Course: International and Multicultural Issues in Organizations
As part of my role as a Graduate Research Assistant at GW, I had the privilege of being the teaching assistant for a course called International and Multicultural Issues in Organizations. This course, led by Dr. Maria Cseh, revolved around the European Human Resource Development conference at University College Cork (UCC) in Ireland.

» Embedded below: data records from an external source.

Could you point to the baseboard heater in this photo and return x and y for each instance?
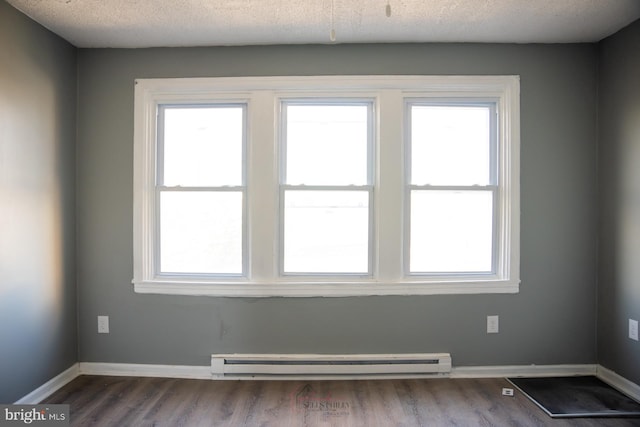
(293, 366)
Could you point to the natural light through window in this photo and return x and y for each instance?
(200, 177)
(452, 187)
(326, 186)
(326, 189)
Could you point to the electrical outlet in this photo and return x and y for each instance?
(633, 329)
(103, 324)
(493, 324)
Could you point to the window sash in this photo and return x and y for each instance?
(263, 97)
(160, 188)
(492, 186)
(285, 187)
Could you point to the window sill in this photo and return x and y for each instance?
(332, 289)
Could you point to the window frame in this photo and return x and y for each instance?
(263, 96)
(495, 149)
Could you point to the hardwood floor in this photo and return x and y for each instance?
(129, 401)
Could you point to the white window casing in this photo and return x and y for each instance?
(388, 96)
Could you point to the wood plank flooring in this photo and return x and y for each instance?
(132, 401)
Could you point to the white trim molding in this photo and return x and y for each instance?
(51, 386)
(622, 384)
(204, 372)
(140, 370)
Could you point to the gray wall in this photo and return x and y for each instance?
(551, 321)
(38, 321)
(619, 169)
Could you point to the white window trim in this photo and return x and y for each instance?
(263, 95)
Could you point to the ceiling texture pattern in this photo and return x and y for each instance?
(156, 23)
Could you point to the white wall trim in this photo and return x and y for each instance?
(139, 370)
(627, 387)
(522, 371)
(48, 388)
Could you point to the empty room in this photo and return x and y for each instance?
(329, 212)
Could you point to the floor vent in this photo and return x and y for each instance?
(294, 366)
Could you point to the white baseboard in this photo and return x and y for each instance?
(204, 372)
(47, 389)
(138, 370)
(522, 371)
(629, 388)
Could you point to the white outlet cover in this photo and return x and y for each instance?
(633, 329)
(103, 324)
(493, 324)
(507, 391)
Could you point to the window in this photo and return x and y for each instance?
(326, 186)
(452, 187)
(326, 216)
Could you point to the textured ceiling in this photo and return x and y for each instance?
(146, 23)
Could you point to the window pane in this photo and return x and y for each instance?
(451, 231)
(327, 144)
(326, 232)
(201, 232)
(203, 146)
(450, 145)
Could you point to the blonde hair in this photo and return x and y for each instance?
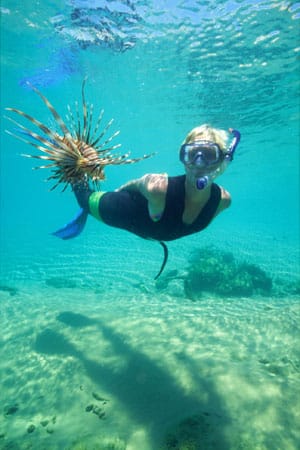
(208, 133)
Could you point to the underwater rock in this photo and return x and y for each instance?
(218, 272)
(10, 410)
(31, 428)
(12, 291)
(98, 397)
(44, 423)
(61, 282)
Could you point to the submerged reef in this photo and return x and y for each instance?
(218, 272)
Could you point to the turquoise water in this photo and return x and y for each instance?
(83, 322)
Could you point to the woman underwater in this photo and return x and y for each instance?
(155, 206)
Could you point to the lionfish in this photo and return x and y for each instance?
(77, 153)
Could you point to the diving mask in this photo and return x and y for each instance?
(205, 154)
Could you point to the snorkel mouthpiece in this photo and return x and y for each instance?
(202, 182)
(233, 145)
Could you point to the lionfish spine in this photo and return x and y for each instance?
(76, 151)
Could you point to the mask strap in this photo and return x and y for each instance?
(202, 182)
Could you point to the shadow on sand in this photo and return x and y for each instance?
(154, 401)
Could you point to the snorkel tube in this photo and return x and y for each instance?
(202, 182)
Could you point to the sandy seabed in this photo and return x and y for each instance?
(143, 370)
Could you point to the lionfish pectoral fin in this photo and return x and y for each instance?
(74, 227)
(166, 254)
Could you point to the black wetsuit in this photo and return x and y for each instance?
(129, 210)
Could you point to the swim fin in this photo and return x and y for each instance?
(73, 228)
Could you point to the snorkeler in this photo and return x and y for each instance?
(154, 206)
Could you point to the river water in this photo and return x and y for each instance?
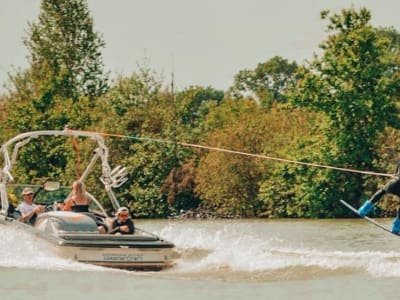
(225, 259)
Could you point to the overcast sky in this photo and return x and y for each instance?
(204, 42)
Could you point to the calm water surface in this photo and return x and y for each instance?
(239, 259)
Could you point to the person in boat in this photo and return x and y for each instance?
(391, 187)
(29, 211)
(123, 223)
(78, 201)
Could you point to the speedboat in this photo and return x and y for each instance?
(75, 235)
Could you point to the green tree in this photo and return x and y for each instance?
(268, 82)
(355, 84)
(66, 51)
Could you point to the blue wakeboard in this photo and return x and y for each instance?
(372, 221)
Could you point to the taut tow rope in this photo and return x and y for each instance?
(236, 152)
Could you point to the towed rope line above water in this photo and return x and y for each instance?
(236, 152)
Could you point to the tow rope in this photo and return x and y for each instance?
(236, 152)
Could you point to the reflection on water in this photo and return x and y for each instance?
(250, 257)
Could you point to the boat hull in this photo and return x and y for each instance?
(139, 259)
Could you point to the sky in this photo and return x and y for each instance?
(203, 42)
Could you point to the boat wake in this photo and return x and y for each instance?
(231, 254)
(222, 252)
(21, 249)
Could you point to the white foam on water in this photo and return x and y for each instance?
(246, 251)
(21, 249)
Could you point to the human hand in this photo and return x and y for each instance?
(39, 209)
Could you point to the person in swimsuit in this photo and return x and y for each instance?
(78, 201)
(391, 187)
(27, 208)
(122, 223)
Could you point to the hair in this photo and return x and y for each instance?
(80, 188)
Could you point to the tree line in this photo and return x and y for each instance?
(339, 109)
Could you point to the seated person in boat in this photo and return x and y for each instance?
(28, 209)
(122, 223)
(78, 201)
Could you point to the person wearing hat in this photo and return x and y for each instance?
(122, 223)
(28, 209)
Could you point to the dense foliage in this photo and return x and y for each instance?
(340, 109)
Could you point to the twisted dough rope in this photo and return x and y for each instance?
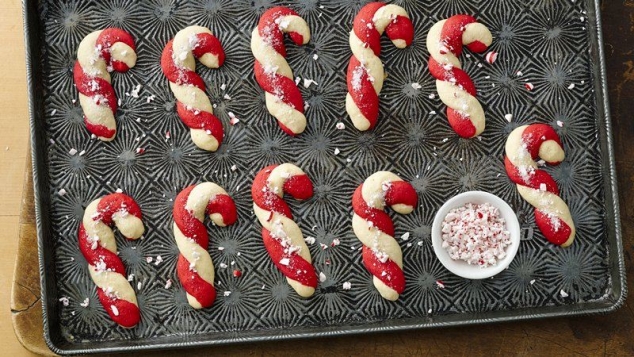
(98, 53)
(537, 187)
(97, 244)
(365, 71)
(382, 255)
(282, 237)
(283, 99)
(179, 66)
(455, 88)
(195, 269)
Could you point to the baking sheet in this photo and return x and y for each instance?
(553, 45)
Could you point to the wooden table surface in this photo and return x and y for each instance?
(609, 335)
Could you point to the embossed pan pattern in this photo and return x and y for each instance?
(555, 45)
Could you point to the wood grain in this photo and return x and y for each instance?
(608, 335)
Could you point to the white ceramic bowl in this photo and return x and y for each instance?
(460, 267)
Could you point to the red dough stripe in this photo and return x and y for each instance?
(123, 312)
(556, 236)
(186, 222)
(382, 267)
(451, 40)
(193, 284)
(195, 118)
(94, 86)
(192, 228)
(360, 83)
(128, 314)
(365, 97)
(299, 187)
(271, 72)
(282, 87)
(99, 254)
(533, 136)
(389, 272)
(178, 75)
(379, 218)
(297, 269)
(268, 29)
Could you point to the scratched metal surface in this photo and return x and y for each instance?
(551, 44)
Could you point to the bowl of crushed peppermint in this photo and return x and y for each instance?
(475, 235)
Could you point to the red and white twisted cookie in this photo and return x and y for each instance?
(536, 186)
(195, 269)
(455, 88)
(382, 255)
(282, 237)
(365, 71)
(179, 66)
(283, 99)
(97, 244)
(99, 53)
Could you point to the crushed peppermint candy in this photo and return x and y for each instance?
(308, 82)
(491, 57)
(475, 233)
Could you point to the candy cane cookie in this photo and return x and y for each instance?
(381, 254)
(283, 99)
(365, 70)
(536, 186)
(192, 104)
(455, 88)
(97, 244)
(282, 237)
(195, 269)
(99, 53)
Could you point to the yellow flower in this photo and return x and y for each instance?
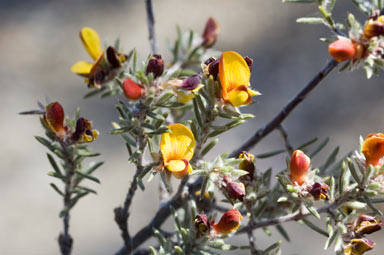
(101, 69)
(373, 148)
(234, 76)
(177, 148)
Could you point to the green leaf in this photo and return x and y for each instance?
(310, 20)
(314, 227)
(56, 189)
(87, 176)
(54, 164)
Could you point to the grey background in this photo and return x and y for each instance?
(39, 43)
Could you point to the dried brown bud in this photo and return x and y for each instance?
(366, 224)
(155, 66)
(210, 34)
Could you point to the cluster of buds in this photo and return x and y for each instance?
(228, 223)
(53, 120)
(356, 243)
(299, 167)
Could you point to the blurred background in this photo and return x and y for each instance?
(38, 44)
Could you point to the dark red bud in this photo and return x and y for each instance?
(155, 66)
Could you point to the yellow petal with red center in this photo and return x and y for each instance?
(233, 72)
(91, 42)
(179, 144)
(238, 98)
(176, 165)
(82, 68)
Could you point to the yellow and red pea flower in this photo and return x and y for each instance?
(234, 74)
(105, 63)
(373, 149)
(177, 149)
(359, 246)
(229, 222)
(299, 166)
(53, 119)
(84, 132)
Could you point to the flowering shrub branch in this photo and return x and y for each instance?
(170, 117)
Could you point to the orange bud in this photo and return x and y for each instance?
(373, 149)
(342, 50)
(132, 90)
(229, 222)
(210, 34)
(54, 119)
(299, 167)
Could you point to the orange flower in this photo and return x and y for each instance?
(373, 149)
(229, 222)
(132, 90)
(53, 119)
(299, 167)
(177, 149)
(234, 76)
(342, 49)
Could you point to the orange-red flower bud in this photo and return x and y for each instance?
(342, 50)
(155, 66)
(366, 224)
(229, 222)
(202, 224)
(132, 90)
(373, 149)
(210, 34)
(299, 167)
(319, 191)
(54, 119)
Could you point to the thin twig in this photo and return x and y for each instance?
(296, 216)
(284, 135)
(151, 26)
(286, 110)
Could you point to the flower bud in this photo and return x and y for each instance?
(319, 191)
(342, 50)
(229, 222)
(234, 190)
(202, 224)
(249, 62)
(191, 83)
(53, 119)
(366, 224)
(132, 90)
(359, 246)
(373, 149)
(210, 34)
(299, 167)
(247, 165)
(155, 66)
(84, 131)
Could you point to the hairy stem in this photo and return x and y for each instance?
(286, 110)
(151, 25)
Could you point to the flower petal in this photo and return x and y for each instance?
(91, 42)
(82, 68)
(178, 144)
(233, 72)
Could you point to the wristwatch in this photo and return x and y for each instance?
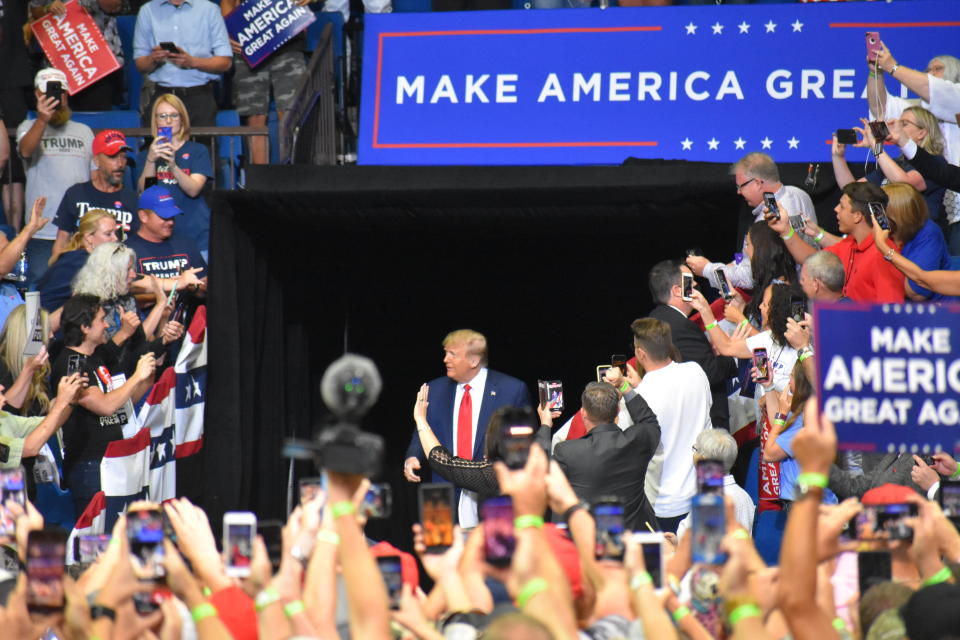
(98, 611)
(569, 512)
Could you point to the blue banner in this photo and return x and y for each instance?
(592, 86)
(263, 26)
(889, 375)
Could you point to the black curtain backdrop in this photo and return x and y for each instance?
(549, 262)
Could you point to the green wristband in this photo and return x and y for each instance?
(330, 537)
(940, 576)
(810, 479)
(640, 579)
(747, 610)
(525, 522)
(266, 598)
(203, 611)
(531, 589)
(342, 508)
(293, 608)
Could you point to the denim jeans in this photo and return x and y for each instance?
(83, 480)
(38, 255)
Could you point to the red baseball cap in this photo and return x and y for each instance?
(408, 564)
(110, 142)
(887, 494)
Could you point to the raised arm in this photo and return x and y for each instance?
(943, 282)
(815, 448)
(366, 591)
(105, 404)
(725, 345)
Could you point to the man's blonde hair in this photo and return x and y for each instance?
(474, 341)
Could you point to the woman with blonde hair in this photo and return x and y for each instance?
(920, 126)
(96, 227)
(179, 164)
(919, 239)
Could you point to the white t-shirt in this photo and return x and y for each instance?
(794, 201)
(63, 158)
(782, 358)
(679, 395)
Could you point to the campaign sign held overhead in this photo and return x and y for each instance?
(889, 375)
(593, 86)
(73, 43)
(263, 26)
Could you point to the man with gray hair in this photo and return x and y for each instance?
(755, 174)
(718, 444)
(822, 277)
(608, 461)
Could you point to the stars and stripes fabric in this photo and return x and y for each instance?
(173, 410)
(90, 522)
(168, 425)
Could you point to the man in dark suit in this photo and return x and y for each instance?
(878, 469)
(462, 402)
(689, 340)
(608, 461)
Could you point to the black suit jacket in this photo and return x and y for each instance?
(610, 462)
(694, 347)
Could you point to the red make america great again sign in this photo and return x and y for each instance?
(74, 44)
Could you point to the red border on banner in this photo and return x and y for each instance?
(494, 145)
(98, 57)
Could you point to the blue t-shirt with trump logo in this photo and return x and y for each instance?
(169, 258)
(83, 196)
(192, 158)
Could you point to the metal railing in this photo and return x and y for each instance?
(308, 130)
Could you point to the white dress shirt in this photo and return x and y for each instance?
(467, 507)
(794, 201)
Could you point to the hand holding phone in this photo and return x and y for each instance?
(873, 45)
(239, 533)
(46, 556)
(770, 202)
(762, 364)
(686, 287)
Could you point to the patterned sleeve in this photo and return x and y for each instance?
(473, 475)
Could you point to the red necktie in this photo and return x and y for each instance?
(465, 426)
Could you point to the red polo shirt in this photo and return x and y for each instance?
(867, 276)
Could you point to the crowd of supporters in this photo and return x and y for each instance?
(113, 263)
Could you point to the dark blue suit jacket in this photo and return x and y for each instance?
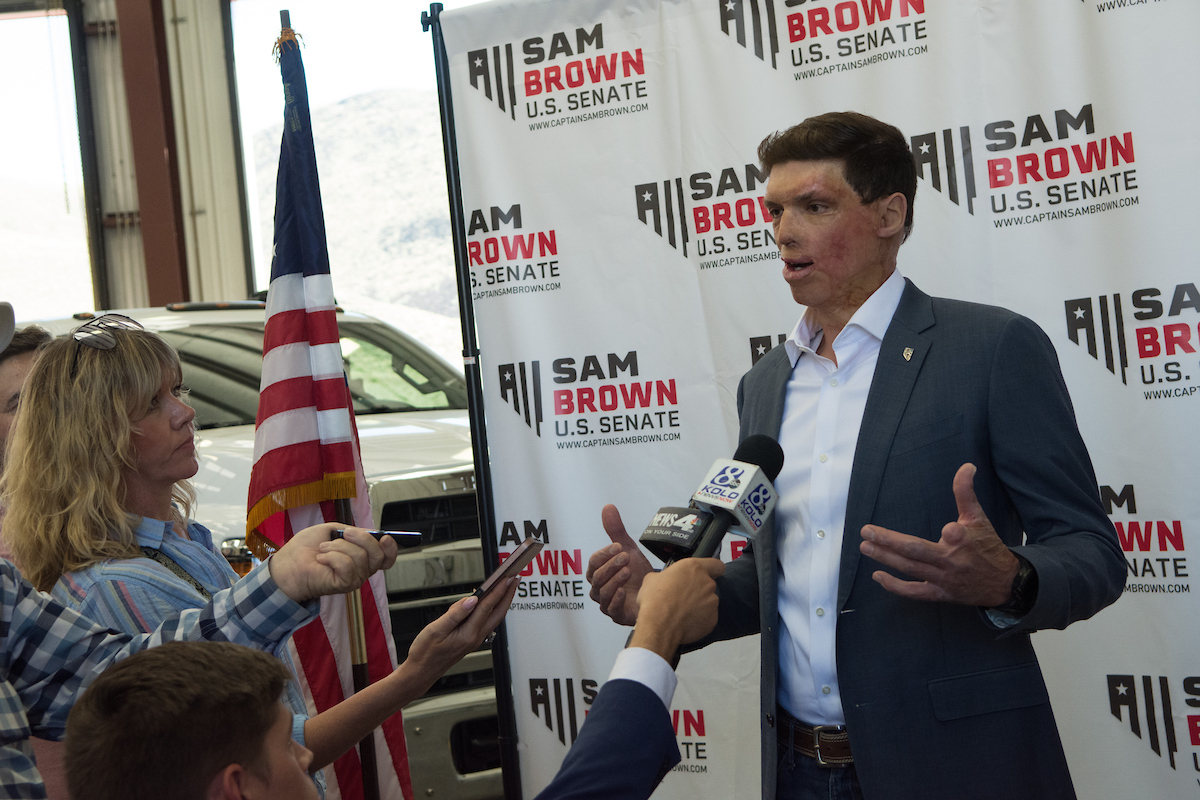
(939, 703)
(625, 747)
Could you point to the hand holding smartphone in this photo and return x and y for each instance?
(511, 565)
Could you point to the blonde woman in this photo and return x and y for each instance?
(100, 515)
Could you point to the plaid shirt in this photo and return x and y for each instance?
(49, 654)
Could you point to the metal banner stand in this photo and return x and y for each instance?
(505, 713)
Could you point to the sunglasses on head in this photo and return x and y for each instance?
(99, 335)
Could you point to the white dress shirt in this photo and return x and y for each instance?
(649, 669)
(822, 413)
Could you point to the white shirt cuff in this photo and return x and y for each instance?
(649, 669)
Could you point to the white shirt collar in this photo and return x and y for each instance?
(873, 317)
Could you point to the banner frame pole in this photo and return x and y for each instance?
(510, 765)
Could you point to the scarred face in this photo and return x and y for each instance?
(837, 250)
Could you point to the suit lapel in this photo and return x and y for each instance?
(901, 354)
(772, 396)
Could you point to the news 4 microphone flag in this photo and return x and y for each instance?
(306, 451)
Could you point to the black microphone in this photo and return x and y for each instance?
(736, 493)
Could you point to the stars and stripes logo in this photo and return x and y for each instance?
(516, 382)
(1104, 317)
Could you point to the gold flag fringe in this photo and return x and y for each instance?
(334, 486)
(286, 35)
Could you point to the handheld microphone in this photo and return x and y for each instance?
(736, 493)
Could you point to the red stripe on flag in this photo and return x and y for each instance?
(379, 667)
(300, 325)
(319, 666)
(293, 394)
(305, 462)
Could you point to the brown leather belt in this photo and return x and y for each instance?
(828, 744)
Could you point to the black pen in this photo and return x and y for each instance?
(402, 537)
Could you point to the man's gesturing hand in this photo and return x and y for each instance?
(616, 571)
(969, 565)
(678, 606)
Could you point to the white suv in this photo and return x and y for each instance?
(412, 419)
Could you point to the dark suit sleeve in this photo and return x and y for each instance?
(1044, 467)
(625, 747)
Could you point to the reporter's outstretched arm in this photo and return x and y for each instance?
(442, 644)
(628, 743)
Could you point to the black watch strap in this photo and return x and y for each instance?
(1025, 589)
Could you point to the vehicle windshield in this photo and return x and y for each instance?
(385, 370)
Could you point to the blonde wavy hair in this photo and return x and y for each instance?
(63, 485)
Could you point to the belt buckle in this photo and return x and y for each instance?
(817, 731)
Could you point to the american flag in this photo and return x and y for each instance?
(306, 453)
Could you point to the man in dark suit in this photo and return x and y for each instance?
(925, 438)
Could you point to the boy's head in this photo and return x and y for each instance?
(189, 720)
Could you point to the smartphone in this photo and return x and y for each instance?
(402, 537)
(511, 565)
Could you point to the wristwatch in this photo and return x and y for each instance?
(1025, 589)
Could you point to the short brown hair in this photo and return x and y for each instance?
(28, 340)
(876, 158)
(165, 722)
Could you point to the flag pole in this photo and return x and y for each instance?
(510, 767)
(360, 671)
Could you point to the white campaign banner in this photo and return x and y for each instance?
(624, 277)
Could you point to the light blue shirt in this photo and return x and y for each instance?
(136, 595)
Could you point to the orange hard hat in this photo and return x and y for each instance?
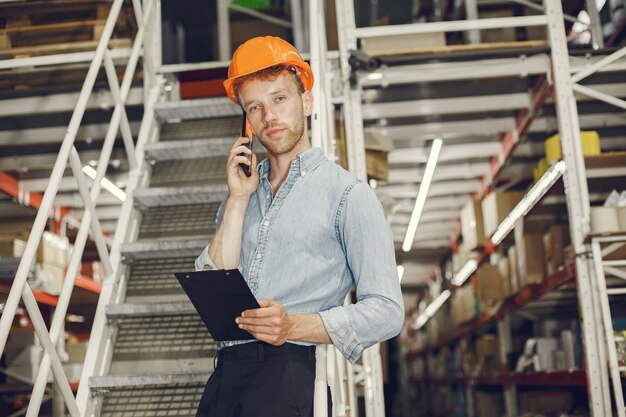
(263, 52)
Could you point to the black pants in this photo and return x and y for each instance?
(260, 380)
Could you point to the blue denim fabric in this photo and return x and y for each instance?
(323, 232)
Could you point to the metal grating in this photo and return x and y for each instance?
(196, 129)
(152, 401)
(189, 172)
(156, 276)
(183, 220)
(196, 109)
(167, 336)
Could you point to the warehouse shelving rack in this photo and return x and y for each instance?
(129, 364)
(582, 268)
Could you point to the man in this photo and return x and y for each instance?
(302, 231)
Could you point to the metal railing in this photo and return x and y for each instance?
(119, 120)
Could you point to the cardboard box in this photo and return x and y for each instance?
(464, 306)
(491, 287)
(513, 270)
(535, 33)
(505, 273)
(30, 355)
(496, 206)
(530, 258)
(54, 276)
(76, 352)
(377, 165)
(472, 227)
(489, 404)
(377, 148)
(52, 250)
(546, 402)
(555, 241)
(398, 44)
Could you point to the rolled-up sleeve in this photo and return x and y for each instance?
(368, 245)
(204, 261)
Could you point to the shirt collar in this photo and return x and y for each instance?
(306, 162)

Ireland’s Cork City is a beautiful, quaint town. I love these types of towns – large enough to to be full of twists and turns but small enough to get acquainted with it in a week’s time. Here’s the view of Cork from my hostel room:
I flew into Belfast, Northern Ireland and made my way to Cork through Dublin. The journey took three different buses but I used the time to catch up on reading and sleep. Once in Cork, we spent two days visiting organizations, learning about the history of the area, and observing Irish culture. One of the organizations we visited was the Jameson Distillery where I was fully converted to the Jameson way. We did a comparative whiskey tasting session after the tour and spent time talking with three executives, each giving mini-presentations about the organization.
In Kinsale, a small town 30 kilometers south of Cork City, we learned about the history of this important harbor town with famous tour guide Don Herlihy. It was quite a special tour. It was raining heavily at the time of our tour so Don proposed we do the tour in his living room! He proceeded to shuttle us to his house nearby. We sat comfortably in his living room with tea looking out into the harbor through massive windows while he shared the history of the area. It was quite an experience!
We spent the next three days at the UFHRD 2015 Conference. The conference had about 350 people from around the world with hundreds of presentations and keynote addresses. I enjoyed every minute of it. I especially relished the opportunity to meet some of the top scholars in the field of human resource development. Dr. Cseh was fantastic at introducing our class to various people. It was a very social three days full of meaningful interactions.
I appreciated this sign on UCC’s campus:
After the conference I went to London for a day to visit my dear friend, Amelia, who is currently a Ph.D. student at Harvard. I’ve always wanted to go to London and she did a marvelous job showing me around in our short time. She even took me to a small party in Wimbledon with all her Oxford friends – a true cultural experience! And I saw the home where she grew up. It was a memorable time indeed. I hope to return to England, if not work in that area at some point in my career.
As a side note, the public transportation in that region was fantastic! All in all I was in three countries and four different airports, and never once did I call for a taxi. I was on subways, trains, and buses. Most of the time I would walk from place to place if I could. Another observation I would make about Cork was the work-life balance. Everything but pubs closed at 5-6 PM. I couldn’t believe it. At first, I thought it was rather annoying and reflected economic weakness. But I grew to respect it as a reflection of their way of life – a way of life that I have become estranged from or perhaps never knew.
I cannot wait to return. Until then, I trust that I will carry at least some piece of the culture and people with me.